The geology of Greenland is dominated by crystalline rocks of the Precambrian Shield. The crystalline rocks of the Nuuk/Qeqertarsuatsiaat area comprise some of the oldest bedrock in Greenland which covers most of western Greenland. The surface has been altered several times and has an appearance as though it were shaped billions of years ago. This is one of the reasons why the Nuuk area is extraordinary and also because the particular climate zone for the area limits the vegetation which makes it possible to observe impressive km-scale megascopic textures. The bedrock around Nuuk consists of two major lithologic packages, the dark melanocratic Amitsoq gneiss, which is intruded by and complexly folded into the younger leucocratic Nuuk gneiss. This western gneiss complex is approximately 3600 million years old.

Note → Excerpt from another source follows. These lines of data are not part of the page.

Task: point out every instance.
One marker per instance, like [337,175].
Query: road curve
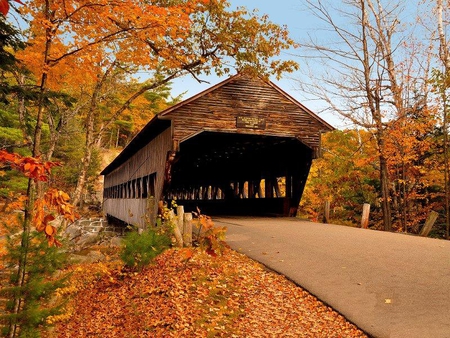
[388,284]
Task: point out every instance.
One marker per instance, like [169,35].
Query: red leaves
[226,296]
[4,6]
[31,167]
[53,201]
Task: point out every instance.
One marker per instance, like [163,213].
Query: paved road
[390,285]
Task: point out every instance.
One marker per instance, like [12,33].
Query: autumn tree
[442,85]
[372,71]
[346,176]
[88,40]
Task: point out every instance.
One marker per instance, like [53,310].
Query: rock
[115,242]
[87,240]
[72,232]
[96,256]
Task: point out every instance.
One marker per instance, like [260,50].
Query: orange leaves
[54,201]
[31,167]
[4,6]
[227,296]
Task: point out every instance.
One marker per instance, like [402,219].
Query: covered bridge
[243,146]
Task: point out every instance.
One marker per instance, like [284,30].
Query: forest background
[74,93]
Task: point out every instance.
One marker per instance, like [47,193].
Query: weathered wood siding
[148,160]
[219,109]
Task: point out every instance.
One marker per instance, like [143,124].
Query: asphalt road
[388,284]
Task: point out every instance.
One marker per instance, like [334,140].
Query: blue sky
[282,12]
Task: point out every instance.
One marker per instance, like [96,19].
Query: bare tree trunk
[444,55]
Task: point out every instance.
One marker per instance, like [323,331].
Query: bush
[139,250]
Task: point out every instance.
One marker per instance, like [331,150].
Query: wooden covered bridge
[243,146]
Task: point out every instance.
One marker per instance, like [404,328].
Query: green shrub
[139,250]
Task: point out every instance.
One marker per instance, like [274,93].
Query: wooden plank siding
[148,160]
[233,147]
[252,97]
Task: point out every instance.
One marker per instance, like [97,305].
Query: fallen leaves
[223,296]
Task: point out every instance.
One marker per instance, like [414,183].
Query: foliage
[31,260]
[207,236]
[346,175]
[140,249]
[42,261]
[224,296]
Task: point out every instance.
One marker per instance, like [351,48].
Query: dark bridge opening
[230,173]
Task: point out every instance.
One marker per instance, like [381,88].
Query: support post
[326,214]
[177,232]
[432,217]
[365,216]
[187,229]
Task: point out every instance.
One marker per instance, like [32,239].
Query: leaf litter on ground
[199,296]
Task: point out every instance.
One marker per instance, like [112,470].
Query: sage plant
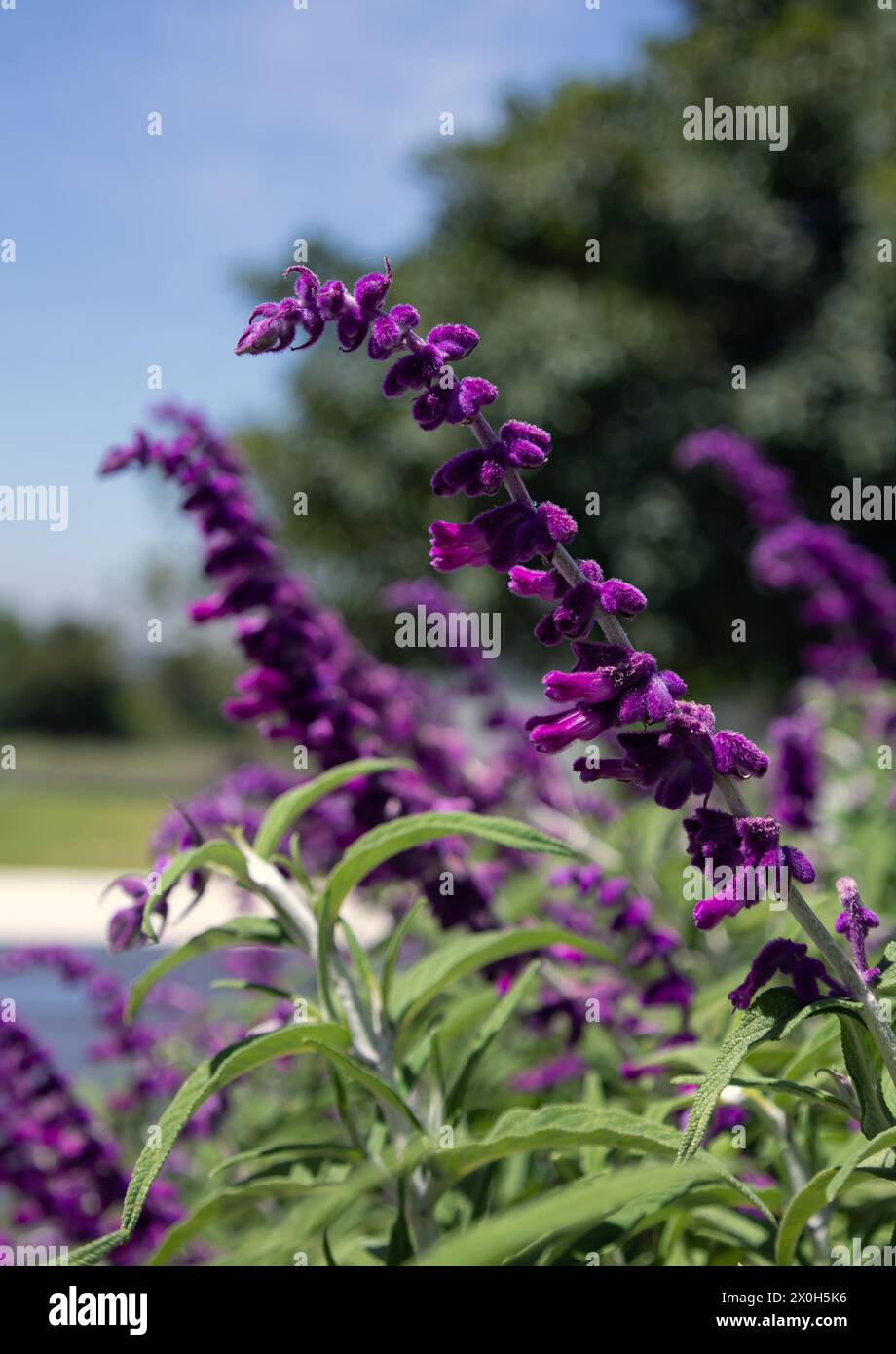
[680,753]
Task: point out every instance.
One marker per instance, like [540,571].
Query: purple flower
[796,780]
[745,860]
[792,959]
[680,760]
[856,922]
[565,1069]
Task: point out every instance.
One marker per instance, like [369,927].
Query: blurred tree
[711,255]
[61,681]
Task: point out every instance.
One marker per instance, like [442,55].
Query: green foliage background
[712,255]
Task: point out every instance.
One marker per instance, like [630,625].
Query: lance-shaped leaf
[417,986]
[773,1014]
[288,808]
[215,853]
[330,1041]
[572,1127]
[402,834]
[563,1211]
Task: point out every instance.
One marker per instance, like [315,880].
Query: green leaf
[569,1128]
[212,1075]
[585,1203]
[808,1201]
[242,930]
[225,1204]
[392,950]
[417,986]
[860,1153]
[288,808]
[224,854]
[401,1246]
[773,1014]
[503,1013]
[865,1065]
[279,1153]
[777,1085]
[401,834]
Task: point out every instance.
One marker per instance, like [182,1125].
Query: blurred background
[137,257]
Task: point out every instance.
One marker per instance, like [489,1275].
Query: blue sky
[275,122]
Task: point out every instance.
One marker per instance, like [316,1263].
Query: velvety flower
[792,959]
[745,858]
[390,330]
[670,990]
[579,603]
[796,777]
[765,488]
[680,760]
[501,537]
[849,593]
[856,922]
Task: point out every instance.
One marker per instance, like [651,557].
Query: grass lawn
[87,830]
[93,805]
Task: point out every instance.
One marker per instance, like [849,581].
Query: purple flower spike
[501,537]
[472,472]
[798,774]
[527,444]
[789,958]
[856,922]
[454,341]
[389,332]
[736,756]
[273,326]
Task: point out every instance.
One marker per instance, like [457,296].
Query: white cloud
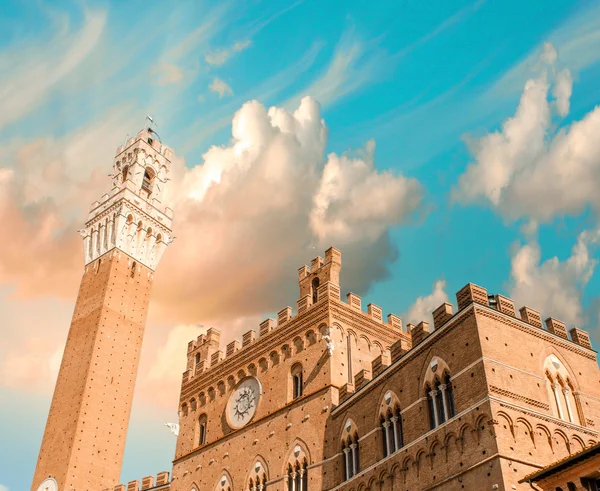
[562,90]
[28,75]
[526,170]
[266,203]
[553,287]
[385,199]
[422,308]
[220,87]
[220,56]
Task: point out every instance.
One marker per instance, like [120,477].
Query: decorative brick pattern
[471,293]
[419,332]
[395,322]
[284,316]
[517,397]
[441,315]
[354,301]
[580,337]
[531,316]
[505,305]
[232,347]
[375,312]
[266,327]
[248,337]
[556,327]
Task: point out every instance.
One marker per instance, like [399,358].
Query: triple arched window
[351,456]
[297,476]
[391,430]
[562,395]
[297,385]
[202,430]
[148,180]
[259,483]
[440,400]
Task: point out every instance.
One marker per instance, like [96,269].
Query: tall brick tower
[124,238]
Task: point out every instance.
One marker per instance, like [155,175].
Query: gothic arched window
[315,289]
[202,429]
[297,385]
[148,180]
[440,400]
[351,456]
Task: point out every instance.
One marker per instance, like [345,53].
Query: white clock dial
[48,485]
[243,402]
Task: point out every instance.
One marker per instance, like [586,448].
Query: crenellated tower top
[133,217]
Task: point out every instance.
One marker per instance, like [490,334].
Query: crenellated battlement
[147,483]
[132,216]
[319,286]
[472,293]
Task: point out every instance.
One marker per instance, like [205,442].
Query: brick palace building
[329,397]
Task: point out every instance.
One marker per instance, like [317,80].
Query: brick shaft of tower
[124,238]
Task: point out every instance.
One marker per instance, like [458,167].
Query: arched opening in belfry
[315,290]
[148,180]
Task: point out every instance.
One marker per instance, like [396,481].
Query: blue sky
[475,177]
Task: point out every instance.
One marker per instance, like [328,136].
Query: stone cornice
[263,345]
[341,311]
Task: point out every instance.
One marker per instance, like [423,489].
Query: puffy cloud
[220,56]
[422,308]
[244,219]
[268,202]
[526,170]
[384,199]
[220,87]
[46,187]
[554,287]
[562,90]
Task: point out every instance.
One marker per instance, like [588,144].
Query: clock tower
[126,234]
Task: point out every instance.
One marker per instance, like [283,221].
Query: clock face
[48,485]
[243,402]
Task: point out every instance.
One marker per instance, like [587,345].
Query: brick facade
[126,233]
[510,397]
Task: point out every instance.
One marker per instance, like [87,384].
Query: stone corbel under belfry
[329,341]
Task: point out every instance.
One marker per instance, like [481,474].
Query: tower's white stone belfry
[126,234]
[132,217]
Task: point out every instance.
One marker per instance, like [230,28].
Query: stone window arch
[297,470]
[297,381]
[148,181]
[201,430]
[439,393]
[351,455]
[315,290]
[224,483]
[258,476]
[560,387]
[391,430]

The Isua Greenstone Belt in the Isukasia area, southwest Greenland, is extraordinary in that it contains some of the oldest bedrock on the planet, approximately 3800 million years old. The bedrock is not nearly as metamorphosed as the surrounding gneiss bedrock and is therefore of interest for answering how the Earth's surface appeared billions of years ago. There is a massive magnetite resource in this area.

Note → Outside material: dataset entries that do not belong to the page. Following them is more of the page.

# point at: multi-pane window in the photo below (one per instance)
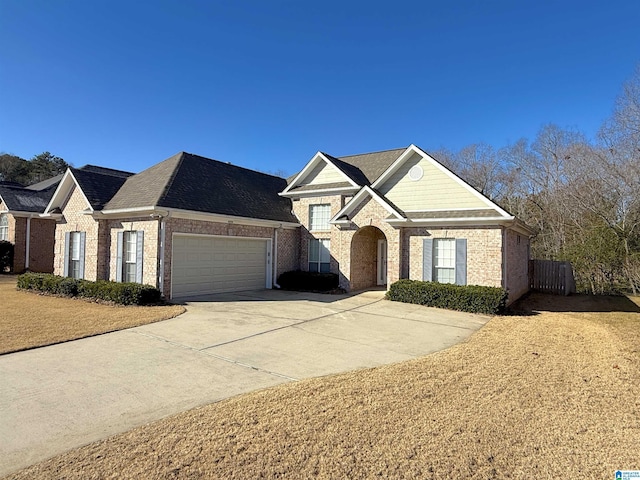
(319, 216)
(4, 227)
(444, 260)
(319, 257)
(129, 256)
(75, 270)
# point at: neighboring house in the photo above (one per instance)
(379, 217)
(20, 224)
(188, 225)
(193, 226)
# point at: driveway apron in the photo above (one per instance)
(60, 397)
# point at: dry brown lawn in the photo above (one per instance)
(29, 320)
(548, 395)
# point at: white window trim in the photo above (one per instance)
(452, 260)
(74, 254)
(325, 210)
(4, 227)
(322, 242)
(129, 247)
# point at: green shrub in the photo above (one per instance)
(314, 281)
(466, 298)
(6, 256)
(121, 293)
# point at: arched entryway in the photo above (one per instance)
(368, 259)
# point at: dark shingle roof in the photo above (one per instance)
(33, 198)
(99, 184)
(190, 182)
(363, 169)
(371, 165)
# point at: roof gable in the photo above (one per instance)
(321, 173)
(366, 192)
(28, 199)
(97, 185)
(417, 182)
(371, 165)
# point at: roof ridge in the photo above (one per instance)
(172, 177)
(233, 165)
(370, 153)
(102, 170)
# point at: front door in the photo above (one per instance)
(382, 262)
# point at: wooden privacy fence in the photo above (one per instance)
(550, 276)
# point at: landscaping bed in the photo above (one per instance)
(29, 320)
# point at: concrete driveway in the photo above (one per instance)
(57, 398)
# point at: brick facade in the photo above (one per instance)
(150, 227)
(288, 251)
(41, 245)
(301, 211)
(484, 252)
(19, 242)
(349, 267)
(41, 242)
(287, 241)
(517, 268)
(95, 265)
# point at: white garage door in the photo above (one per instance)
(203, 264)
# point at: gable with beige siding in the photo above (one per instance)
(321, 174)
(436, 190)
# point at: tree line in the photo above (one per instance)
(27, 172)
(581, 196)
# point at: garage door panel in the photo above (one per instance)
(204, 265)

There are large deposits of rare-earth oxides at Kvanefjeld.

Greenland's first gold mine is the Nalunaq mine, which opened in 2004. Nalunaq is located 33 km northeast of Nanortalik, in the Ketilidian Orogenic Belt of southern Greenland (60° 21′ 29″ N, 44° 50′ 11″ W). Gold-quartz mineralization occurs along a shallowly-dipping fault believed to be a thrust fault in which the hanging wall consists of Paleoproterozoic amphibolite-facies metavolcanic rocks, and the footwall consists of variably altered and mineralized volcanic rocks (i.e., volcanogenic massive sulfides). Quartz-gold mineralization has been dated to 1.77 to 1.80 billion years ago (late Paleoproterozoic), during the Ketilidian Orogeny.

The Skaergaard intrusion is a layered mafic intrusion in eastern Greenland formed 55 million years ago during the opening of the North Atlantic Ocean. Skaergaard is one of the world's foremost examples of a layered mafic intrusion which exhibits exceptionally well-developed cumulate layering.

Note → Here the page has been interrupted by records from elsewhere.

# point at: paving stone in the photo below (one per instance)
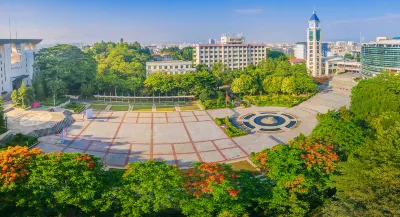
(184, 148)
(116, 159)
(72, 150)
(186, 160)
(174, 120)
(159, 120)
(204, 118)
(187, 114)
(140, 149)
(144, 120)
(144, 115)
(138, 158)
(233, 153)
(159, 115)
(49, 147)
(120, 148)
(162, 149)
(99, 146)
(80, 144)
(169, 159)
(224, 143)
(212, 156)
(96, 153)
(189, 119)
(205, 146)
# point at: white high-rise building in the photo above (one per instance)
(301, 50)
(314, 46)
(232, 52)
(16, 63)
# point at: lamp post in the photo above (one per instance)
(5, 118)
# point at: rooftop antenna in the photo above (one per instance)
(9, 26)
(16, 30)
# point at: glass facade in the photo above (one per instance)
(376, 58)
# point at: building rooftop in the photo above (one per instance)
(169, 61)
(314, 17)
(296, 60)
(20, 41)
(227, 45)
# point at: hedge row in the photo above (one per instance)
(277, 100)
(215, 103)
(230, 129)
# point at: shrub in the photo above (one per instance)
(278, 100)
(20, 139)
(230, 129)
(214, 104)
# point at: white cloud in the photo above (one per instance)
(384, 17)
(250, 11)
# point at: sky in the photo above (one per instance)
(192, 21)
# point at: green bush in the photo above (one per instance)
(77, 107)
(230, 129)
(216, 103)
(20, 139)
(277, 100)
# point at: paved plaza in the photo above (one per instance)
(183, 138)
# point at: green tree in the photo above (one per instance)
(215, 188)
(218, 70)
(282, 69)
(300, 173)
(338, 128)
(348, 56)
(369, 182)
(66, 64)
(288, 85)
(60, 181)
(3, 126)
(272, 84)
(245, 84)
(26, 94)
(15, 97)
(149, 188)
(372, 97)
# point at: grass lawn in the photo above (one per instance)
(142, 107)
(243, 165)
(119, 108)
(189, 107)
(98, 107)
(49, 101)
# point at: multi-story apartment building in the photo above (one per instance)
(314, 46)
(169, 67)
(233, 52)
(301, 50)
(381, 55)
(16, 63)
(333, 65)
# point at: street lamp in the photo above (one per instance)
(5, 118)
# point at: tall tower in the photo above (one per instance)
(314, 46)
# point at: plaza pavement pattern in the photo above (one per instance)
(183, 138)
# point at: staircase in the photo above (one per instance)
(57, 128)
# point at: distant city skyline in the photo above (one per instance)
(178, 21)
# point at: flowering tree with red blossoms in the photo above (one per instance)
(301, 169)
(214, 188)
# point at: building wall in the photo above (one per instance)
(235, 56)
(169, 67)
(16, 60)
(301, 50)
(378, 57)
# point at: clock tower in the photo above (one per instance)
(314, 46)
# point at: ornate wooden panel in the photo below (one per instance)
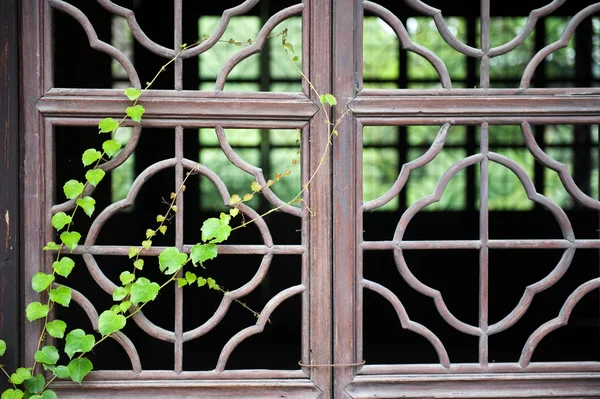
(379, 270)
(59, 104)
(448, 363)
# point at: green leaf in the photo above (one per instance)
(87, 204)
(61, 372)
(329, 99)
(79, 368)
(203, 252)
(190, 277)
(135, 113)
(47, 355)
(35, 384)
(61, 295)
(70, 239)
(171, 260)
(90, 156)
(60, 220)
(215, 229)
(51, 246)
(111, 147)
(133, 251)
(139, 264)
(94, 176)
(120, 293)
(40, 281)
(289, 46)
(107, 125)
(78, 341)
(12, 394)
(73, 189)
(143, 290)
(132, 93)
(255, 186)
(56, 328)
(20, 375)
(36, 310)
(110, 321)
(64, 266)
(49, 394)
(124, 306)
(212, 284)
(126, 278)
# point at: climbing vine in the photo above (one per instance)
(135, 291)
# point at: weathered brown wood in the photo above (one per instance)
(478, 386)
(35, 228)
(441, 104)
(347, 77)
(10, 188)
(318, 19)
(179, 106)
(160, 389)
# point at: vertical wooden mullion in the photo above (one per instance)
(317, 51)
(10, 187)
(347, 67)
(33, 14)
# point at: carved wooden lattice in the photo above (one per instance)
(331, 284)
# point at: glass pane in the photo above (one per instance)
(423, 31)
(380, 170)
(240, 29)
(381, 50)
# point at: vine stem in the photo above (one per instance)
(7, 376)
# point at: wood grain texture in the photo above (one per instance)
(9, 184)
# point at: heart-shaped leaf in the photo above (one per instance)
(126, 277)
(94, 176)
(64, 266)
(60, 220)
(40, 281)
(88, 204)
(61, 295)
(12, 394)
(132, 93)
(20, 375)
(79, 368)
(73, 189)
(56, 328)
(143, 290)
(47, 355)
(36, 310)
(171, 260)
(78, 341)
(90, 156)
(110, 321)
(70, 239)
(203, 252)
(107, 125)
(111, 147)
(120, 293)
(135, 113)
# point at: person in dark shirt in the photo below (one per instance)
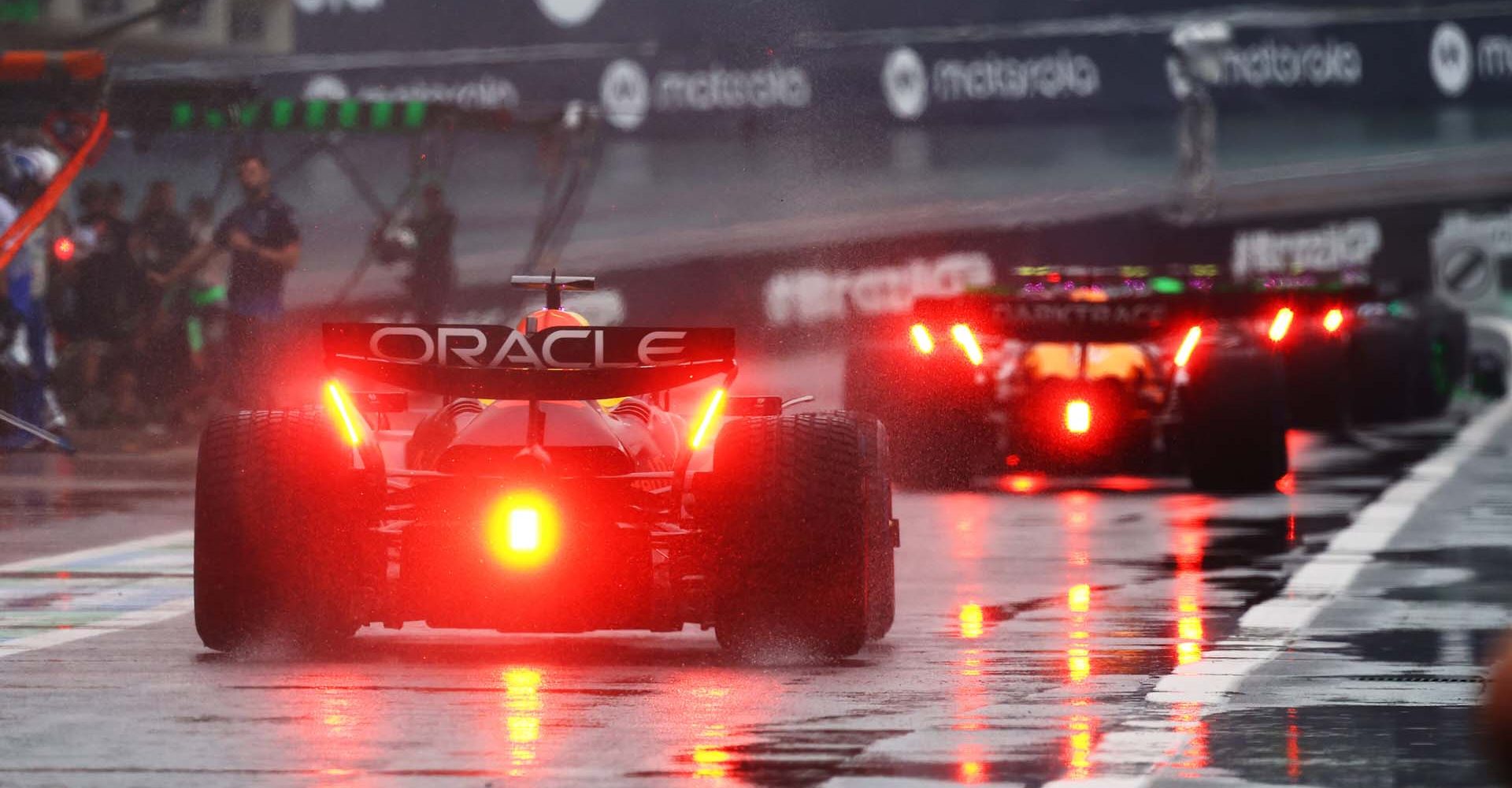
(161, 235)
(111, 301)
(433, 273)
(264, 243)
(161, 238)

A recent study reported that there is a hot mantle plume rising from the core–mantle boundary to the mantle transition zone beneath central Greenland.

== Fossils ==
A number of fossils were collected in Greenland, mostly on the east coast, from Paleozoic to Holocene, from which the Devonian Acanthostega and Ichthyostega are examples of international relevance. The Late Triassic of Jameson Land is particularly relevant due to the finding of early mammals, found in the expeditions of Farish Jenkins. The Fleming Fjord Formation yielded a number of theropod and sauropod tracks, temnospondyls, phytosaurs and stem turtles.